The most important thing when watching this movie is, I feel, to get the right version. I think the dubbed version is nigh on unwatchable, turning a superb film into a (frozen) turkey. In case it helps, the new version, pictured at the top of this post, is copyright 2014, says it's 'fully restored', and makes a point of mentioning thats it's in the original language, with subtitles. 

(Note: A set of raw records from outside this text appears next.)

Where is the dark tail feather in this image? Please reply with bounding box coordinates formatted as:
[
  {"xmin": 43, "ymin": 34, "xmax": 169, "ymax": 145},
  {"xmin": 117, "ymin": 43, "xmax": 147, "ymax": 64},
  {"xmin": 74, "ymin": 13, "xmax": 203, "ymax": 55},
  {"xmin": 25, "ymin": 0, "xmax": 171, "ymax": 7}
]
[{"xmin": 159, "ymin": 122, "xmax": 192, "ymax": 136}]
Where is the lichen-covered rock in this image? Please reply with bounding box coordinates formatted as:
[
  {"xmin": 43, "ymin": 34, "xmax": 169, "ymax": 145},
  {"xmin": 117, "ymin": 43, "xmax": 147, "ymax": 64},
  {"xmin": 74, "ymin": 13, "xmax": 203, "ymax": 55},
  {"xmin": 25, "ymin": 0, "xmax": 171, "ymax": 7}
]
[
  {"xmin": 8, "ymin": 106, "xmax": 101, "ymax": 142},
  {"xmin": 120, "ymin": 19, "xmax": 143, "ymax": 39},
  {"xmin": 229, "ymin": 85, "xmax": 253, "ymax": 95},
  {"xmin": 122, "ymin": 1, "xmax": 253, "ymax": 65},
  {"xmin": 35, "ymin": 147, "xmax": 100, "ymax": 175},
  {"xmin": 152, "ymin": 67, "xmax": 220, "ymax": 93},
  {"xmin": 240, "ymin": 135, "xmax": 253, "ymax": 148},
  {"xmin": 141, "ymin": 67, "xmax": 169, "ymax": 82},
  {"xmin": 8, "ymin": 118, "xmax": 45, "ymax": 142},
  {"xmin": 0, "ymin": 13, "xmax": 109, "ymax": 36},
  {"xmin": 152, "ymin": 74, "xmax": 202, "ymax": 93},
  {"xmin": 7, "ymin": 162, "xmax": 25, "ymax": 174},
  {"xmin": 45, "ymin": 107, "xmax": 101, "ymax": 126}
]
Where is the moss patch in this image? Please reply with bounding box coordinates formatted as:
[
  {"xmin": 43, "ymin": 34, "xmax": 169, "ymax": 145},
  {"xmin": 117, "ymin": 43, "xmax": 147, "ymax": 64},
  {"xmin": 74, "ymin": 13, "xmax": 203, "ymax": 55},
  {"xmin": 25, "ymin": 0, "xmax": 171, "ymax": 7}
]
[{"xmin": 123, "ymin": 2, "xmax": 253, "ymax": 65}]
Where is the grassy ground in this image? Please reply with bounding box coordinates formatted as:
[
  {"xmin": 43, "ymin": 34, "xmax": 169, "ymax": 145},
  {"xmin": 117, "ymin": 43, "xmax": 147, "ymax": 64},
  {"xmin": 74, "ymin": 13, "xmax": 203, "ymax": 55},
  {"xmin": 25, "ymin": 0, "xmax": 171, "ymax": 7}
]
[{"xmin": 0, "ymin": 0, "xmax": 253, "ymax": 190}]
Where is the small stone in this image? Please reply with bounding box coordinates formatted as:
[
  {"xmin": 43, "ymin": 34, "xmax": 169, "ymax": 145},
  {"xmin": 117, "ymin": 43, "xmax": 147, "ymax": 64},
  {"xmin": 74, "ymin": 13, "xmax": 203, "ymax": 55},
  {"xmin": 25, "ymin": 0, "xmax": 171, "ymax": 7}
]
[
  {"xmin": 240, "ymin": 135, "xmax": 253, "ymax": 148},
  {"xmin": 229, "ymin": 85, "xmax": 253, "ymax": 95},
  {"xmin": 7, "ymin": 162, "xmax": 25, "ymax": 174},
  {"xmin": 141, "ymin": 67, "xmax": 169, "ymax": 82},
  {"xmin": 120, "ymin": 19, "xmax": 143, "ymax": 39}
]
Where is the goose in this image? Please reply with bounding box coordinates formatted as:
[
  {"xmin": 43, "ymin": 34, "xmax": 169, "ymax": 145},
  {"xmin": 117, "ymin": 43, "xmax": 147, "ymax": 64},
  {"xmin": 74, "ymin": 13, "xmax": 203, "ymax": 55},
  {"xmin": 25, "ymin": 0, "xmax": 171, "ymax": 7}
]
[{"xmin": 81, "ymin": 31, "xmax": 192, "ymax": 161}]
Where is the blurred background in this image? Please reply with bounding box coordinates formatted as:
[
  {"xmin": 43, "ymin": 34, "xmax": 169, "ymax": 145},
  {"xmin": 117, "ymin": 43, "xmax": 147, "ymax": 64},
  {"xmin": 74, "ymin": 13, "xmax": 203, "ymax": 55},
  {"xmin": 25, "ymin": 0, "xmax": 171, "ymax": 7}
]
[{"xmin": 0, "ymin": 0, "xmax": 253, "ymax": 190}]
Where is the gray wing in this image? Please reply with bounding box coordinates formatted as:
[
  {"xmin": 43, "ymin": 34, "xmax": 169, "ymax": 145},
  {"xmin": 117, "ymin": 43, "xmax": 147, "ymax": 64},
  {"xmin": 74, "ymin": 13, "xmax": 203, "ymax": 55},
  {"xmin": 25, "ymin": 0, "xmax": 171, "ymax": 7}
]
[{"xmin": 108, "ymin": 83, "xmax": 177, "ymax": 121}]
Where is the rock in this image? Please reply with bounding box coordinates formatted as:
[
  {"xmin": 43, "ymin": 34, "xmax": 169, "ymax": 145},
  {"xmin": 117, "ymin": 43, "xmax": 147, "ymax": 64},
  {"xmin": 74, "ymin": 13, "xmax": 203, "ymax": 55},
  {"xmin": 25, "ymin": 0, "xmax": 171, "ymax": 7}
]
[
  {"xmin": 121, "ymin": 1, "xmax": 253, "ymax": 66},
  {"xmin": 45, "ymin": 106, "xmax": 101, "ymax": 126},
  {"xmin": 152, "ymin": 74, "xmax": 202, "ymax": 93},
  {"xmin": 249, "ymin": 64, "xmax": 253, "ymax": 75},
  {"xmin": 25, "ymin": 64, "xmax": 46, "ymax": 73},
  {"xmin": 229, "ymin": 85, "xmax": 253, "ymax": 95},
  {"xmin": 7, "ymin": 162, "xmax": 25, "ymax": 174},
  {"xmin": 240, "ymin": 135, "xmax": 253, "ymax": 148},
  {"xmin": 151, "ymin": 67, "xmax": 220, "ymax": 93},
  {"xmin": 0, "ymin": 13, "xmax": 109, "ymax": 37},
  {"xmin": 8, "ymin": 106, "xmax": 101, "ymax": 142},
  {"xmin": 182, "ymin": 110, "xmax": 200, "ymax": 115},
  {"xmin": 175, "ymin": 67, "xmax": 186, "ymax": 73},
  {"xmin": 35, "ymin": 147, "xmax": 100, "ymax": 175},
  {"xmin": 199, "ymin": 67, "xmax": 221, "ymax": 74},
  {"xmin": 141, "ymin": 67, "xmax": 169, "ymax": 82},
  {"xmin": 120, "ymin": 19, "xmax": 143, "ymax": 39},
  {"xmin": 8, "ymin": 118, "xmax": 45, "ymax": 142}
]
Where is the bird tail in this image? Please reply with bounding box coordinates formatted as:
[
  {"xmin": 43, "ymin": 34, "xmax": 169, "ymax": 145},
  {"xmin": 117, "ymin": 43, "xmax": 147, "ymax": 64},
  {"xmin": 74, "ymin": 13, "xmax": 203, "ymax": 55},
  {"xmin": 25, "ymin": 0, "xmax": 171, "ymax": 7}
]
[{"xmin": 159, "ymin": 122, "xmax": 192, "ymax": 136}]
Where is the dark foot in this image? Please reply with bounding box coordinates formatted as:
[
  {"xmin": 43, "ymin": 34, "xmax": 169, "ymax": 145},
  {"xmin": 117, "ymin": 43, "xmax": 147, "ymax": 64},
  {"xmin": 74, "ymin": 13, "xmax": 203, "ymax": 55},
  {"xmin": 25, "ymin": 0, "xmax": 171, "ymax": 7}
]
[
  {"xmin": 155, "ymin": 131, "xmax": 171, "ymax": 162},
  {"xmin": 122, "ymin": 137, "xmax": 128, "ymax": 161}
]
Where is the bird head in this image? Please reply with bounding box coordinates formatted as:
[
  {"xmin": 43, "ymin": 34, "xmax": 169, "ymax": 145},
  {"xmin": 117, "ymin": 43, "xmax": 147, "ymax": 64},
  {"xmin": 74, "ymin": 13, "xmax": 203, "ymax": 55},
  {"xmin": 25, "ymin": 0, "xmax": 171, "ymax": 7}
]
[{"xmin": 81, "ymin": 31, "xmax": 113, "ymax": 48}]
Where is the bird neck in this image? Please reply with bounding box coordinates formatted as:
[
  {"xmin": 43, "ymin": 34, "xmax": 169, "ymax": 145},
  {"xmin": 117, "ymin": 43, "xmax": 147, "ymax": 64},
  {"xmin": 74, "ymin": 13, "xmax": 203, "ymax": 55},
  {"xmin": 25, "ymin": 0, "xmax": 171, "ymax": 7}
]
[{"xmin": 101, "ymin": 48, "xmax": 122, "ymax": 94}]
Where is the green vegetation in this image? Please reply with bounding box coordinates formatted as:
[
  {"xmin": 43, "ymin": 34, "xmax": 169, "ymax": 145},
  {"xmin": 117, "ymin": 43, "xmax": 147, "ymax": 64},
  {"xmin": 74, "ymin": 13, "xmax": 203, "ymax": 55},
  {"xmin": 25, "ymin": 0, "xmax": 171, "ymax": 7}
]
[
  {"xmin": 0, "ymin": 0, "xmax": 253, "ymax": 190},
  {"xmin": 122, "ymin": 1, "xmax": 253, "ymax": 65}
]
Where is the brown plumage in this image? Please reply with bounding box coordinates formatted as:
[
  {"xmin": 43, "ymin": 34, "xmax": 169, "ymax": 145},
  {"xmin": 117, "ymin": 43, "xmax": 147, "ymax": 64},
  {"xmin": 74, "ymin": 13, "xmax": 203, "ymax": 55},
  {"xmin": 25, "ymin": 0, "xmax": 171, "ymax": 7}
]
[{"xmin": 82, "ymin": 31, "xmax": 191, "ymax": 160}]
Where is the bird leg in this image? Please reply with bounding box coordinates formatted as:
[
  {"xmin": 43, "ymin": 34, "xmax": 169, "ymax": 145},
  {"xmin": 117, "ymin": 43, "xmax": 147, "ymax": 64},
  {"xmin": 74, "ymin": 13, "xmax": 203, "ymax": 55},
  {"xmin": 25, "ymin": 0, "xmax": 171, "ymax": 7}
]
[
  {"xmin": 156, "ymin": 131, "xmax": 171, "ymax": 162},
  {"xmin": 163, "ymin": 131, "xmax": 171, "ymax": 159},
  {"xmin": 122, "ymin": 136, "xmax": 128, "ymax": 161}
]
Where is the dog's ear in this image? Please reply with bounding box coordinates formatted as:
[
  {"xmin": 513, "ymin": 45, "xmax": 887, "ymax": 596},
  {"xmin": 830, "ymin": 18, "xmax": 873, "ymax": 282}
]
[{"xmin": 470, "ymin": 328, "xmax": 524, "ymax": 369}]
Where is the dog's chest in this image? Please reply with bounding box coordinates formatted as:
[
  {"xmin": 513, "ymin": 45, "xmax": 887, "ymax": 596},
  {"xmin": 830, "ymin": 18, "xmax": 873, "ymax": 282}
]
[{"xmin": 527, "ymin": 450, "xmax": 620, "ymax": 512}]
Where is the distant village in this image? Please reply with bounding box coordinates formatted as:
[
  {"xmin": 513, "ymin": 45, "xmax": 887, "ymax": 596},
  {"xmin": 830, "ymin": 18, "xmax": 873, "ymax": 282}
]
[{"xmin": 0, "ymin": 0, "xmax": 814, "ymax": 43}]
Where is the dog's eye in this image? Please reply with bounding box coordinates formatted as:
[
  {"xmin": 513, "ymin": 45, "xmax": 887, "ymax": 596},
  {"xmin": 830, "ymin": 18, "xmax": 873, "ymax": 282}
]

The one to avoid, at least in the form I have a copy of it, has a cover more like the image shown below. Not only do the dubbed voices sound disembodied, but there are no subtitles for the expository texts, or the moments when Russian is spoken, or even the speech by Hitler that the soldiers listen to on the radio after the battle for the factory.



[1] There's an interesting wiki type website here that lists the weapons you can observe in the film.

[2] From the apparently earnest Saving Private Ryan, or the HBO Pacific mini-series, to the more overtly wish-fulfilment fantasies of Fury or Inglorious Bastards, it cannot be doubted that some viewers will get off on the violence depicted in war films.

[3] The older of my two versions claims Stalingrad was made by the same production team that made Das Boot. The newer version doesn't make this claim/connection. I glanced at production credits for both films, and couldn't see Vilsmaier named in the Das Boot credits. Does anybody know who, if anyone, worked on both?


The real McCoy...

... Stalingrad pays a moving tribute to all who suffered in this infernal cauldron.

2 comments:

  1. Excellent review of an iconic film favourite of mine. Never like dubbed versions of any foreign language film and the restored version is definitely the way to go.